As much as pet owners try to create a safe environment for our beloved dogs, there’s bound to be blindspot that could pose as a threat to these animals. These lurking dangers that are hidden in plain sight could only be identified by a seasoned dog owner or expert. We spoke to renowned dog behaviourist Chris Onthank to suss out what are some of the common negleneces pet owners have and how we are able to avoid or rectify them.
With over 25 years of experience, Chris is a frequent contributor on the media circuit as an animal behaviorist and pet industry expert. His passion for pets is shared on his blog which is a popular resource for all things dogs: news, trends, info, tips, stories, photos and videos. His articles provide in-depth coverage of dog-related topics including training, health, innovative pet products and general information on how to keep dogs happy, healthy and safe.
Learn What Food Is Dangerous For Your Dog
We all know food may be one of the sources of danger for our pet. Humans sometimes accidentally feed dogs food that contains items that are poisonous to them. Apart from the commonly known such as chocolate, coffee, grapes, garlic and nuts, owners should be careful with avocados and cooked bones. Chris also suggests to take note of food that contains xylitol e.g. sugar free gum and certain peanut butter brands.
Where You Keep Your Medicine And Poison
Humangrade medication is potentially one of the most harmful items to your dog. They should be kept at places that are not accessible to them. Even a closed but unlocked cabinet may proved to be an easy entry for some smarter dogs. Ensure these storage places are either locked or high up.
Try to take your medicine over the sink or in a room with the door closed. Don’t keep pills in your pocket or on a counter, and keep them separate from other pills that may have a strong smell, such as fish oil supplements (which aren’t harmful to pets but might attract your hungry pet to your pill stash). Watch children closely when they take medication to ensure that they don’t drop it or decide to feed it to your dog.
Chemicals that are poison to humans are equally dangerous to dogs. Items such as insecticides, insecticides, rodenticides, cleaning products (bleach, window cleaners, bathroom cleaners, laundry detergents, etc.), fertilizer, antifreeze, de-icers, batteries should all be kept in a locked store room. Make sure your dog does not have access to freshly fertilized plants as they might chew on the leaves.
If you must apply an insecticide to your lawn or garden, look for nontoxic alternatives, such as those with the active ingredient Bacillus thuringiensis (or “Bt”), and dilute them properly before applying. If you’re using an insecticide that might be toxic, apply it only to areas your pets can’t reach.
Small And Dangerous
When there are children in a household, there’s definitely toys lying around.

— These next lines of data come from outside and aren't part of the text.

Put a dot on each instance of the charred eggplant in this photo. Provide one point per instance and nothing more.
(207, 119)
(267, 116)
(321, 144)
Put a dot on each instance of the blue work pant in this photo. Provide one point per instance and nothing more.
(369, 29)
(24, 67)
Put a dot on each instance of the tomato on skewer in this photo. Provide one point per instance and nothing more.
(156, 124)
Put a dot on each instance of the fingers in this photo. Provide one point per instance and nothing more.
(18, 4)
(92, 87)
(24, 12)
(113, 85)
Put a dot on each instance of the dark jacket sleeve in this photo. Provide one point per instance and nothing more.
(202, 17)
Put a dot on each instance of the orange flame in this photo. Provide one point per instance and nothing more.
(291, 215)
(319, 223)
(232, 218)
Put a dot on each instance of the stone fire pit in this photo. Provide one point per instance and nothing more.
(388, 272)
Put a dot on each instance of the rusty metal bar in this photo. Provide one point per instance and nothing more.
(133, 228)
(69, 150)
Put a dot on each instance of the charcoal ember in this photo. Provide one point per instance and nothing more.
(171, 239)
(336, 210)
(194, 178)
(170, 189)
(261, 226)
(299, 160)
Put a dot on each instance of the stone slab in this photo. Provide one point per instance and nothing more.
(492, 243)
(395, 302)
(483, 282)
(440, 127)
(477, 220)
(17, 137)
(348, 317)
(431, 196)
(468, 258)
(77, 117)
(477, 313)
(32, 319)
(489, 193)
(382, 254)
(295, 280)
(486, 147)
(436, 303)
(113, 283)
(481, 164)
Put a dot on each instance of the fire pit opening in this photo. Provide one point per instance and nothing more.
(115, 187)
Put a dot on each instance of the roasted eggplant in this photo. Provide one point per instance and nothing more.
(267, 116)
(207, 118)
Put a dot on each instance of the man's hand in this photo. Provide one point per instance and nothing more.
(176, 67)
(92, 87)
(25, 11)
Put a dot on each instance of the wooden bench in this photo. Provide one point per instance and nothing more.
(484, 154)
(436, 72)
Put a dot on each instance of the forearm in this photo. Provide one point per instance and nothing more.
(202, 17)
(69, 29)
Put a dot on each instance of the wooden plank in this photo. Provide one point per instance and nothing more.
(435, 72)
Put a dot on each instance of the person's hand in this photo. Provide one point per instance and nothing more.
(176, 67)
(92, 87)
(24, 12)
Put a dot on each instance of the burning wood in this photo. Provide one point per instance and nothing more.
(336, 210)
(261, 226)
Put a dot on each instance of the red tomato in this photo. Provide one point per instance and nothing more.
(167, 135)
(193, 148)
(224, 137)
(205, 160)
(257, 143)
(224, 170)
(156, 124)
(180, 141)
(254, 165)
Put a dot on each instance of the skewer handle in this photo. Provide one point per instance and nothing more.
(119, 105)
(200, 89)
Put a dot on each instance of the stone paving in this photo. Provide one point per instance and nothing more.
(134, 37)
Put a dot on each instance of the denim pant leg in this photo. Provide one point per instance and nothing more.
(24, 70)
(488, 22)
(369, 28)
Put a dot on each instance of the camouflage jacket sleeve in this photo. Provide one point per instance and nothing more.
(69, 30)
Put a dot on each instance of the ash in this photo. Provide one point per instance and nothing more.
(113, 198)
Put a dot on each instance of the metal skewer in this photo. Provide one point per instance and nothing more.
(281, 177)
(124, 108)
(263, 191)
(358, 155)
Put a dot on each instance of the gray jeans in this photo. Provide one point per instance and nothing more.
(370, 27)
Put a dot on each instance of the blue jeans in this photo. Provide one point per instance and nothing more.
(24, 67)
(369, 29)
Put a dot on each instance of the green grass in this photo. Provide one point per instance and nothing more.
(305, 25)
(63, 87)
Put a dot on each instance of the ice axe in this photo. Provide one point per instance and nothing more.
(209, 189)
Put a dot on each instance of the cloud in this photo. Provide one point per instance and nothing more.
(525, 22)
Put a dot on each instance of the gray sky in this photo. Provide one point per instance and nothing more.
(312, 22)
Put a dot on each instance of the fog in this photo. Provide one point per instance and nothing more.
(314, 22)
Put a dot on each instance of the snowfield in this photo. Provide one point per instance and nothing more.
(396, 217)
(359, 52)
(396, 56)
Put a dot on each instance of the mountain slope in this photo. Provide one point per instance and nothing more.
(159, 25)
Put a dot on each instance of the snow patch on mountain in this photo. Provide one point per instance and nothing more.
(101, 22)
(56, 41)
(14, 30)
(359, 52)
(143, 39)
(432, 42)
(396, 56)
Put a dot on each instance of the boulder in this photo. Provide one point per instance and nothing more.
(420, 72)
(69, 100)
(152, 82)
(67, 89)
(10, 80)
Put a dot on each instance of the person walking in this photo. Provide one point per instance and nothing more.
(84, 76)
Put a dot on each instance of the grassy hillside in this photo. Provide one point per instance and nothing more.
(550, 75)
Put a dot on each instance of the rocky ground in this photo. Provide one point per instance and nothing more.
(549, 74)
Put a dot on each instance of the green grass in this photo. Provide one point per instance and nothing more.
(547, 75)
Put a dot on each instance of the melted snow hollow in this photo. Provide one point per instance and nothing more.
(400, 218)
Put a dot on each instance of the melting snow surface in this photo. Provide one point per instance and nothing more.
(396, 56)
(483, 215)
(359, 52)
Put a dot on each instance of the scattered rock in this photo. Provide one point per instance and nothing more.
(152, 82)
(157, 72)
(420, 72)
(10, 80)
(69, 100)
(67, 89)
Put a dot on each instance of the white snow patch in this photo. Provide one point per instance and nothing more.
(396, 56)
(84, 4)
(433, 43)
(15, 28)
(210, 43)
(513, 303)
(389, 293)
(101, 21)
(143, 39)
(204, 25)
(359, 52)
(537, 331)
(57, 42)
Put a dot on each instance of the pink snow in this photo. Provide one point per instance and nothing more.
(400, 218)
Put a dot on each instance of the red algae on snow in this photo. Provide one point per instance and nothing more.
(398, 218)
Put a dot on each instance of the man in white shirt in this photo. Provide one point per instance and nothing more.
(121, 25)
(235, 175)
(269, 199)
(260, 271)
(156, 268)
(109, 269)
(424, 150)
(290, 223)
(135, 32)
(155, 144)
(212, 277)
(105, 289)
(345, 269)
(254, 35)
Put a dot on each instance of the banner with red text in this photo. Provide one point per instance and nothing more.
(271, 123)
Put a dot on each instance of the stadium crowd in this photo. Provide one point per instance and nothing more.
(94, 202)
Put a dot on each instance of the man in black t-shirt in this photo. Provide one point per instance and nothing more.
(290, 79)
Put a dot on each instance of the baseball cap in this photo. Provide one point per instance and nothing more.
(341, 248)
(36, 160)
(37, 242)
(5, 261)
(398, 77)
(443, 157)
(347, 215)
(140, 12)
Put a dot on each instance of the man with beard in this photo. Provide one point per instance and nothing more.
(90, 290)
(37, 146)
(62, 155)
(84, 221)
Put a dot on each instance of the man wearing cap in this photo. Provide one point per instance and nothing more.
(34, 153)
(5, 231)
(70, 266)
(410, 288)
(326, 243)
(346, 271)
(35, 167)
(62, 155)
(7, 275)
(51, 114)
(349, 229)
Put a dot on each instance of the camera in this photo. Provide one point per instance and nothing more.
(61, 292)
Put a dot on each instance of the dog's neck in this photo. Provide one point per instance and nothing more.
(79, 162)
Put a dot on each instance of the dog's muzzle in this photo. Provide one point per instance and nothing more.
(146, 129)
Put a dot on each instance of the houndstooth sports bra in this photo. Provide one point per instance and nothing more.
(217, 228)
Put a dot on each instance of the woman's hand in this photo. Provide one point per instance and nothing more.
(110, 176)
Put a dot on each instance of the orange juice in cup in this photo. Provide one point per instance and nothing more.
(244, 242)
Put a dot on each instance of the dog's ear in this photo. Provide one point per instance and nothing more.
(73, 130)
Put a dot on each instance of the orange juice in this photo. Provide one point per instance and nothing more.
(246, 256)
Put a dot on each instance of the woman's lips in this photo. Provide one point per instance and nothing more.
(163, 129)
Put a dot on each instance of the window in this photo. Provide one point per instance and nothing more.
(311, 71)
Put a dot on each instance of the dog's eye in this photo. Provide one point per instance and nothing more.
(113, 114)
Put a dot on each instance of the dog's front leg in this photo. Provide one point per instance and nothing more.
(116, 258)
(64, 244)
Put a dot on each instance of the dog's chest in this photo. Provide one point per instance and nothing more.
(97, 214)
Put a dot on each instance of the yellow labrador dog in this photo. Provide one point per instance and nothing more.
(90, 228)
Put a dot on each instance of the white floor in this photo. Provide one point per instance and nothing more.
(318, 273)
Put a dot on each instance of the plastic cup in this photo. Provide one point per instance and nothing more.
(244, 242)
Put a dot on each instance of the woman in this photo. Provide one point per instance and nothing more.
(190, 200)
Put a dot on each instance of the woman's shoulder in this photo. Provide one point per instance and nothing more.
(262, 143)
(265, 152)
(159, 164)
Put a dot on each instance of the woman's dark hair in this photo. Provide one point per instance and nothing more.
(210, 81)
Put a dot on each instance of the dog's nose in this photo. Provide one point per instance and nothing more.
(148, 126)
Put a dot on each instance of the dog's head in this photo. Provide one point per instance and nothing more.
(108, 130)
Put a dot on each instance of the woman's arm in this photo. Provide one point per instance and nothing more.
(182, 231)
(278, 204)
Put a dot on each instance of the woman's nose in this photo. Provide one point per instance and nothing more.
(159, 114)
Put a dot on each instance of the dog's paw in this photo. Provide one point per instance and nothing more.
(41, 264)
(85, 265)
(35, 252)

Parents are pretty instinctive when it comes to toy safety. But they need to make sure toys with removable or small parts are out of reach from the dogs. There is a high chance they may get choked on them. Even small soft toys, socks, underwear, coins are items dog might ingest. String, yarn, rubber bands, dental floss are easy for a dog to swallow and may require surgery if they cause intestinal blockages or strangulation
And The Expert Suggests…
Chris points out that dogs are naturally curious and have a keen sense of smell. It will be easy for them to find and get into things in your house that they shouldn’t have access to. Busy owners who leave their young dogs and dogs alone most of the time may need to ensure they do not get into more mischief.
“Make sure your dog is supervised and gets enough mental stimulation and exercise can really help eliminate many of these issues. To further protect your dogs from the above dangers, use common sense and take the same precautions you would with a child. To the extent possible, keep these things out of their reach. Try not to have products in your house that could cause them danger. Whenever possible, use natural cleaners on floors and counters. Educate yourself on what is good and what can cause potential danger to your dog,” explains Chris.
If you suspect your dog has been poisoned, get him to the vet as soon as possible. Signs of poisoning include listlessness, abdominal pain, vomiting, diarrhea, muscle tremors, lack of coordination and fever.